In simplified Chinese, 干 is 乾、干and幹。But the context can lead you to the meaning.


https://www.duolingo.com/profile/JustinCAquino

It's a colloquial term.


https://www.duolingo.com/profile/AndyMak2

"What will we be doing this weekend?" should be accepted too.


[deactivated user]

    i agree. "shall" is not often used in English anyways


    https://www.duolingo.com/profile/MarriottPlayer

    I wrote "should" instead of "shall" and it marked the whole thing wrong.


    https://www.duolingo.com/profile/PhilosophiLapis

    "What should we do this weekend?" should be accepted.


    https://www.duolingo.com/profile/mendosi

    In Chinese that would be 這個週末我們應該幹什麼? (这个周末我们应該干什麼?)

    應該 (应该) = should


    https://www.duolingo.com/profile/hippietrail

    English "should" has multiple uses.


    https://www.duolingo.com/profile/asianchung96

    I was given the words "up to" and "to do" so I created the sentence "What are we up to this weekend?". Isn't my sentence and the correct one synonymous in meaning though?


    https://www.duolingo.com/profile/AlyssaMaeN1

    Why is "What are we gonna do this weekend" not acceptable? Is it informal?


    https://www.duolingo.com/profile/Laura3S

    "Gonna" is indeed informal. Instead of saying "gonna" you should say "going to". The answers should be: "What are we going to do this weekend?"


    https://www.duolingo.com/profile/hippietrail

    But note that other people are saying the Chinese use of 干 for "do" is also informal so maybe that is a good match after all?


    https://www.duolingo.com/profile/JustinCAquino

    "What can we do this weekend?" should be acceptable


    https://www.duolingo.com/profile/FishTsao

    Different meanings. "What can we do this weekend?" means 这个周末我们"能"干什么?


    https://www.duolingo.com/profile/slss-ssl-ss-sss

    Thanks for that^ So how can we know if 会 is supposed mean 'can' or 'will' in a phrase.


    https://www.duolingo.com/profile/BZH1423

    As a general rule, 会 only means "can" for a learned skill (cooking, speaking English, playing badminton, etc.). From my experience, the vast majority of the time, 会 is used to mean "will" rather than "can." In this sentence, it is more clear that 会 is meant to be "will" based off of the context where they specified a future time (this weekend).

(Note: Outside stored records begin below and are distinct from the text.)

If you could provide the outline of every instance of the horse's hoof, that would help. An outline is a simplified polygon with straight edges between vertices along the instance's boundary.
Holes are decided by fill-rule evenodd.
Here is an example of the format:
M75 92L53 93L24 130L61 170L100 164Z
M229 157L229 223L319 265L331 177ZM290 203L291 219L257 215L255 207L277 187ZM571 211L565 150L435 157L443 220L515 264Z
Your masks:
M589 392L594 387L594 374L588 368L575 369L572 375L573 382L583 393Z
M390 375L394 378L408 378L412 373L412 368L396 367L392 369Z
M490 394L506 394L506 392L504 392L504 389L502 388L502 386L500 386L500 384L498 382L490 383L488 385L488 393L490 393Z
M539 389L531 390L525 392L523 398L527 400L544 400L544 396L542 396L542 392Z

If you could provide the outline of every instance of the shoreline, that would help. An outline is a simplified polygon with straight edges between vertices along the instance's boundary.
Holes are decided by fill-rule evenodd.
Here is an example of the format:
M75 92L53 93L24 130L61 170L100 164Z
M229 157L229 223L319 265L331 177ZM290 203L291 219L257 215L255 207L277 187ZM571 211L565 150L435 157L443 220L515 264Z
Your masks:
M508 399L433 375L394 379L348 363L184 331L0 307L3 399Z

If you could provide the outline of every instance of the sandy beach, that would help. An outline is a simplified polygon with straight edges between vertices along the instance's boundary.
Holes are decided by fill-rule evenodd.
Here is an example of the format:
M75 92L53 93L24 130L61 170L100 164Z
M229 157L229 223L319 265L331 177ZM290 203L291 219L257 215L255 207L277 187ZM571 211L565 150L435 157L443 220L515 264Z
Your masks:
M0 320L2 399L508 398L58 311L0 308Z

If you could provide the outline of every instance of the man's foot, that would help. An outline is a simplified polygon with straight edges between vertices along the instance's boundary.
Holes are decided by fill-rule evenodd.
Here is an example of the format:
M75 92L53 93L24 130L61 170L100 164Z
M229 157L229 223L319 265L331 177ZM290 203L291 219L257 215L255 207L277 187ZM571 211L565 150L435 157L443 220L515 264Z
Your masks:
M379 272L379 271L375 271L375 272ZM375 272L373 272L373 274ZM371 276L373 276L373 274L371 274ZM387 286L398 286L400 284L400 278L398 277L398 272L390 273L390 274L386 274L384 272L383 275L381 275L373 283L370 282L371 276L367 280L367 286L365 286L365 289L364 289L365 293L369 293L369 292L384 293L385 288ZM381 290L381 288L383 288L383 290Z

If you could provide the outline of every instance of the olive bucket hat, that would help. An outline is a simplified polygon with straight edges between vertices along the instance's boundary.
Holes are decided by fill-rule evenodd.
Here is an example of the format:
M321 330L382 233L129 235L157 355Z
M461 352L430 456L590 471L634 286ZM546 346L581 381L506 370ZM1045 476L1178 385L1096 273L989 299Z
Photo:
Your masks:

    https://www.duolingo.com/profile/Zeratol

    Should/shall would make sense here.


    https://www.duolingo.com/profile/Imnuts7

    Replace 会 with 应该


    https://www.duolingo.com/profile/alex.maslov

    "What will we do this weekend" - is accepted


    https://www.duolingo.com/profile/itsaash

    做 is probably better to use in this situation because we probably don't want to come off as being rude


    https://www.duolingo.com/profile/talk2dream

    What will we do over the weekend? no good?


    https://www.duolingo.com/profile/0gtg8

    I need Korean version !!!


    https://www.duolingo.com/profile/mikey_dredz

    "What are we up to this weekend?" sounds like a reasonable translation to me (native UK/Australian).


    https://www.duolingo.com/profile/Imre565437

    What will we want to do this weekend? Is it bad?


    https://www.duolingo.com/profile/George792719

    In English it is perfectly fine to write "What will we do next weekend?" It is another way of saying "What are we going to do this weekend?" There is basically no difference between the meaning of both expressions.

    I see no reason why it is rejected when the Chinese says 会干 which has nothing to do with "going . It's more like 'can do' if anything.


    https://www.duolingo.com/profile/Micheal296540

    They're not always the same. If today it's Saturday morning, and someone asks "what are we going to do this weekend?" I would expect that they're talking about today and tomorrow. But if they ask "what are you going to do next weekend?" I would interpret that as the weekend following the current one.

    In the same way, I think 这个周末 would suggest the current weekend and 下个周末 the one following. I'm not certain if this idea works the same way in Mandarin though, so perhaps someone with a better understanding could clarify this better.